Local

Olympia residents won't be charged in Tacoma protest, prosecutor says

by christian hill

the olympian

Three Olympia residents arrested Monday at the Port of Tacoma won't face charges stemming from a protest there, their lawyer said Tuesday, but one of them was arrested again during a Tacoma City Council meeting Tuesday.

Walter Cuddeford, 28, was arrested after he refused repeated requests to wrap up his remarks during the meeting's public-comments forum, a Tacoma Police spokesman said. Cuddeford decried Monday's arrest in his remarks before he ran over his allotted three minutes, said Rob McNair-Huff, city of Tacoma spokesman. He was asked twice to sum up his comments but refused, McNair-Huff said. After the third warning, police arrested him on charges of trespassing and disrupting a city council meeting, police spokesman Mark Fulghum said.

Jeffery Berryhill, 22, Caitlin Esworthy, 24, and Cuddeford, 28, were arrested by Tacoma police after they allegedly pushed their way through a line of officers who were ensuring the road was unobstructed for military cargo heading into the port.

They were released from jail Monday night after being booked on investigation of third-degree assault, a felony, and posting bail.

The legal assistant and wife of the lawyer, Larry Hildes, will not be prosecuted after she was arrested later that night while observing a subsequent protest.

Deputy Prosecuting Attorney Phillip Sorenson said during their first court appearance Tuesday afternoon in Pierce County Superior Court that he wouldn't file charges, Hildes said. The Tacoma city attorney's office still has the option of pursuing the case, he said.

Neither Sorenson nor a representative from the city attorney's office could be reached for comment Tuesday evening.

"We're very happy," Hildes said of the prosecutor's decision. "It's justice. While justice wasn't done the night before, that was a just result."

Hildes' wife, Karen Weill, was arrested late Monday evening during a subsequent protest for allegedly obstructing the roadway.

Weill said she arrived at the protest as a legal observer after police had instructed some of the protesters not to cross the roadway. Weill said she was arrested after following a group of officers in an attempt to get the name of one she thought was videotaping the protest illegally.
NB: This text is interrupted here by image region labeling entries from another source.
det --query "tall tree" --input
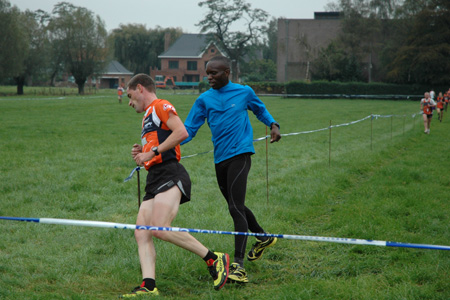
[109,24,182,74]
[389,0,450,85]
[49,2,107,94]
[196,0,268,81]
[13,10,49,95]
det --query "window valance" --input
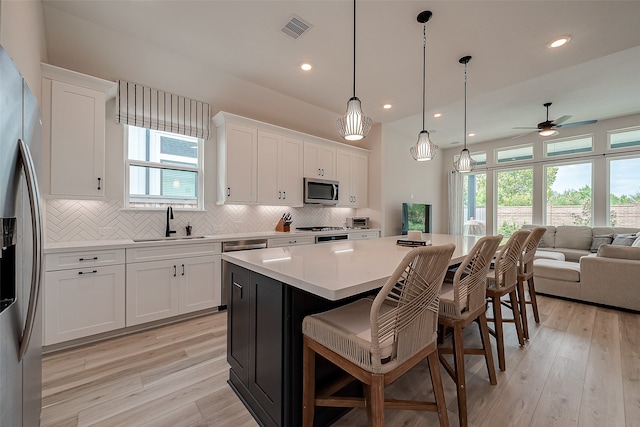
[116,80,211,140]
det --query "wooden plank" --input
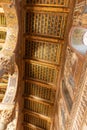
[24,6,70,13]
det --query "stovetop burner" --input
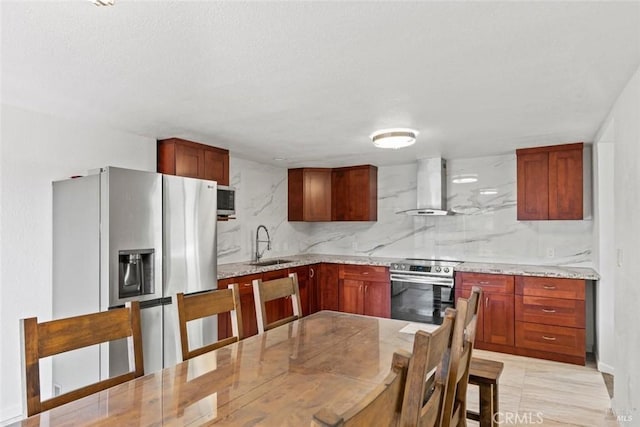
[390,258,462,277]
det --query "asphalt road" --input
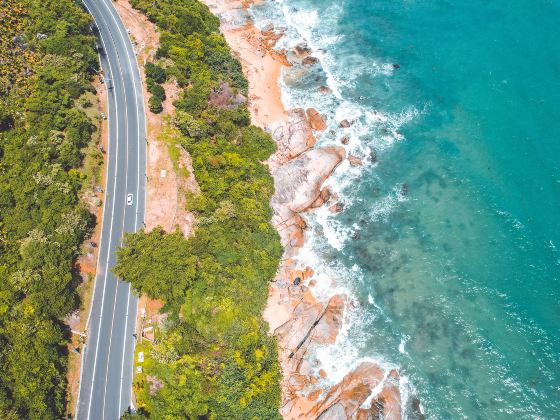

She was booked for investigation of obstructing traffic, a misdemeanor, and released.

Lawsuit considered

Hildes said the four arrested are considering filing a civil claim against Tacoma police for false arrest and use of excessive force.

Hildes represents four of the 17 people who await trial on a second-degree trespass charge stemming from a May 30 protest at the Port of Olympia over an earlier military shipment. The trial is scheduled to begin March 26 in Thurston County District Court. Berryhill and Cuddeford are among the co-defendants.

A Fort Lewis combat brigade began moving its equipment to the Port of Tacoma late Friday night for shipment to Iraq, touching off protests.